Tuesday, April 07, 2015

No, 75% are not vulnerable to Heartbleed

A little-known company "Venafi" is suddenly in the news implying 75% of major systems are still vulnerable to Heartbleed. This deserves a rating of "liar liar pants on fire".

The issue isn't patches but certificates. Systems are patched, but while they were still vulnerable to Heartbleed, hackers may have stolen the certificates. Therefore, the certificates need to be replaced. Not everyone has replaced their certificates, and those that have may have done so incorrectly (using the same keys, not revoking previous).

Thus, what the report is saying is that 75% haven't properly updated their certificates correctly. Naturally, they sell a solution for that problem.

However, even this claim isn't accurate. Only a small percentage of systems were vulnerable to Heartbleed in the first place, and it's hard to say which certificates actually needed to be replaced.

That's why you have the weasely marketing language above. It's not saying 3 out of 4 of all systems, but only those that were vulnerable to begin with (a minority). They aren't saying they are still vulnerable to Heartbleed itself, but only that they are vulnerable to breach -- due to the certificates having been stolen.

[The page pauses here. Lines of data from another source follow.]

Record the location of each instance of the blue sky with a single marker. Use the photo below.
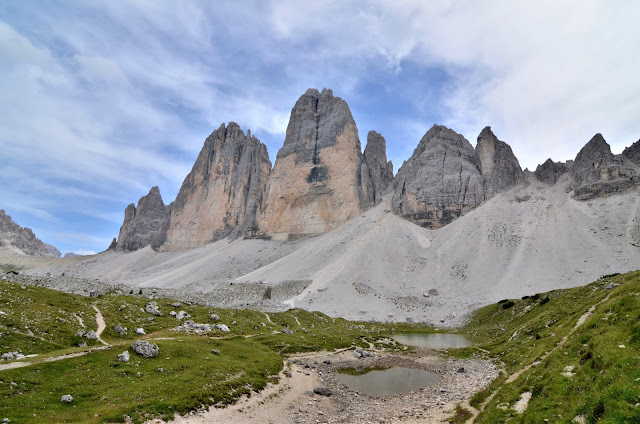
(101, 100)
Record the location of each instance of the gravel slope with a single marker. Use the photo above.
(378, 266)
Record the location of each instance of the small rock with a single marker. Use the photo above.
(221, 327)
(182, 315)
(124, 356)
(145, 349)
(118, 329)
(152, 308)
(322, 391)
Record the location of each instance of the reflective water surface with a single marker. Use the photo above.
(388, 382)
(433, 340)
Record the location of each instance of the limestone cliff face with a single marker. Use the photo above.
(440, 181)
(498, 165)
(597, 172)
(376, 166)
(223, 191)
(144, 225)
(14, 236)
(550, 171)
(317, 182)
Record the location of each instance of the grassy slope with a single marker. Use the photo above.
(605, 385)
(43, 321)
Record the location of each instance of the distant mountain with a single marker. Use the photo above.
(22, 240)
(321, 179)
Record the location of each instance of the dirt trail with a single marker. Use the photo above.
(22, 364)
(513, 377)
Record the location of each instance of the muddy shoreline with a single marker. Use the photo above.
(293, 401)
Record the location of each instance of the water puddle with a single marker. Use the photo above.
(433, 340)
(387, 382)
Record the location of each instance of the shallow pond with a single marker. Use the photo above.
(433, 340)
(387, 382)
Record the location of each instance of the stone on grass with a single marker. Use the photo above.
(182, 315)
(124, 356)
(152, 308)
(118, 329)
(221, 327)
(145, 349)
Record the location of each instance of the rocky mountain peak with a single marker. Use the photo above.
(633, 152)
(375, 162)
(317, 181)
(550, 171)
(497, 163)
(143, 225)
(223, 192)
(440, 181)
(22, 239)
(597, 172)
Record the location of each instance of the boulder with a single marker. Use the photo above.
(152, 308)
(145, 224)
(145, 349)
(221, 327)
(118, 329)
(124, 356)
(182, 315)
(317, 182)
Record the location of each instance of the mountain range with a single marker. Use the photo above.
(329, 227)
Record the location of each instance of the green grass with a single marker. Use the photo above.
(43, 321)
(604, 387)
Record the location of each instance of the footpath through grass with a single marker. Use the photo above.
(191, 371)
(593, 376)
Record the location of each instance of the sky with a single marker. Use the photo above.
(101, 100)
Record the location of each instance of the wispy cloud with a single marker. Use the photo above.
(102, 100)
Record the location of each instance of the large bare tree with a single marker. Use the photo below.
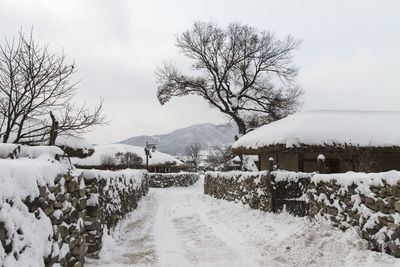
(36, 95)
(244, 73)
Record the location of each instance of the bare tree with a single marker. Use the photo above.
(220, 157)
(244, 73)
(129, 159)
(193, 151)
(36, 91)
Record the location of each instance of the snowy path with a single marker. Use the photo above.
(183, 227)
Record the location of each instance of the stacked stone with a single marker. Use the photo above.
(375, 216)
(64, 204)
(109, 200)
(291, 195)
(249, 188)
(181, 179)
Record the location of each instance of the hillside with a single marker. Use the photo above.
(206, 134)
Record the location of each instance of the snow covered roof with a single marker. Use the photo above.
(158, 158)
(32, 152)
(320, 128)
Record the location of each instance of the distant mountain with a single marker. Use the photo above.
(175, 143)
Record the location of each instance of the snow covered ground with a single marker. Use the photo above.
(184, 227)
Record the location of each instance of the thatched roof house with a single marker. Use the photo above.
(349, 140)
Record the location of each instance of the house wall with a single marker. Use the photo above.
(335, 162)
(286, 161)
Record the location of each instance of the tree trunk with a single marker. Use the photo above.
(53, 130)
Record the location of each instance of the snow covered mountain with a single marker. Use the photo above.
(175, 143)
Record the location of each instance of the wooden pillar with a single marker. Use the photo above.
(271, 184)
(321, 167)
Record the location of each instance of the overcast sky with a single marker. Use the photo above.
(349, 57)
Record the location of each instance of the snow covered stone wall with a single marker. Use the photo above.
(368, 202)
(42, 211)
(248, 187)
(180, 179)
(110, 196)
(52, 214)
(270, 192)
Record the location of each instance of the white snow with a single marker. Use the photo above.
(184, 227)
(74, 142)
(19, 179)
(249, 162)
(33, 152)
(112, 149)
(362, 180)
(362, 128)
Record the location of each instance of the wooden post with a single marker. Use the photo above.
(271, 183)
(321, 167)
(53, 130)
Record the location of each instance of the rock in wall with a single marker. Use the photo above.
(50, 216)
(180, 179)
(43, 223)
(111, 195)
(368, 202)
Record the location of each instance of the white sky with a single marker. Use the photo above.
(349, 57)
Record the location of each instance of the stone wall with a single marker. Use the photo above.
(56, 212)
(266, 191)
(368, 202)
(180, 179)
(51, 213)
(111, 195)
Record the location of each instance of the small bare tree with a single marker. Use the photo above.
(193, 152)
(108, 161)
(36, 91)
(129, 159)
(220, 157)
(244, 73)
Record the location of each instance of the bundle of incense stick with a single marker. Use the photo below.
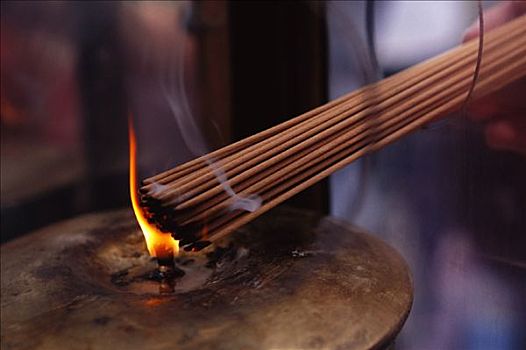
(190, 201)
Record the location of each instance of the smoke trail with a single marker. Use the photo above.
(175, 94)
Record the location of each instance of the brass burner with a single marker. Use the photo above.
(290, 280)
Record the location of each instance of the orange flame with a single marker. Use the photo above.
(160, 244)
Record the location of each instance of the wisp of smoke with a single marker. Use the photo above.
(174, 91)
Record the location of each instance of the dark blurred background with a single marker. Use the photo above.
(195, 76)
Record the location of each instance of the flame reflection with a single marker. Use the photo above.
(160, 244)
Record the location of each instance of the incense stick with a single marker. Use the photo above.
(282, 161)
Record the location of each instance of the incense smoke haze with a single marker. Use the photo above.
(172, 82)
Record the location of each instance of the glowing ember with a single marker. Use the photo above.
(160, 244)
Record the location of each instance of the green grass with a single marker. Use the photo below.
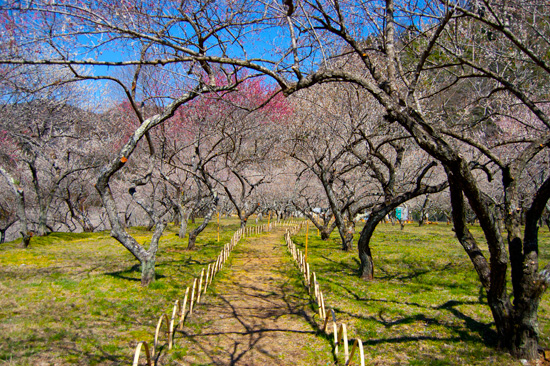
(77, 298)
(425, 305)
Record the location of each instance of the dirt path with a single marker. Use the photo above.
(257, 313)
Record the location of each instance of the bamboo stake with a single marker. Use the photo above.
(206, 281)
(163, 318)
(183, 308)
(192, 297)
(357, 344)
(200, 287)
(138, 353)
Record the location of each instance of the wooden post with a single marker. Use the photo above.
(192, 297)
(177, 306)
(184, 307)
(163, 318)
(357, 344)
(200, 287)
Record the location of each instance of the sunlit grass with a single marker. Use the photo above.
(77, 298)
(425, 305)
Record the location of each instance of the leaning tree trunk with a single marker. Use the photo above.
(184, 219)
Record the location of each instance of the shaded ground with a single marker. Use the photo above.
(258, 314)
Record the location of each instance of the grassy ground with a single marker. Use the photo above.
(77, 299)
(425, 306)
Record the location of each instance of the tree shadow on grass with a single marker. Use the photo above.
(484, 331)
(125, 274)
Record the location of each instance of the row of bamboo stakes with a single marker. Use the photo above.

The entire report is so full of this same language that I cannot figure out what they are claiming to any technical detail.

The fact is this: most companies patched their systems before their certificates were stolen. For those who did get certificates stolen, it's unlikely that their servers can be breached with that information. Sure, some user accounts may get compromised by hackers doing man-in-the-middle at Starbucks, but the servers themselves are safe. Even if you did everything wrong updating your certificates, you probably aren't in danger. Sure, some of you are, but most of you aren't.

All such glossy marketing PDFs are full of FUD, this one worse than most. I give it a "liar liar pants on fire" rating.

1 comment:

paulfroberts said...

Hey Rob - good article. I covered this with the headline "Certificates Interruptus" ;-) The issue Venafi is raising is that most firms patched, but few fully remediated, which would entail replacing private keys and revoking/reissuing certs. Their argument - not unreasonable - is that companies have no way of knowing whether a vulnerable OpenSSL installation may have been compromised prior to public disclosure of Heartbleed. It seems likely that some groups were actively exploiting the vuln as early as 2013 (EFF report). So, while its likely for any organization that patching is OK, there's really no way to know for sure that you weren't hacked. But -agree- take the vendor sponsored research with a grain of salt and actually read the report (as opposed to the press release about the report).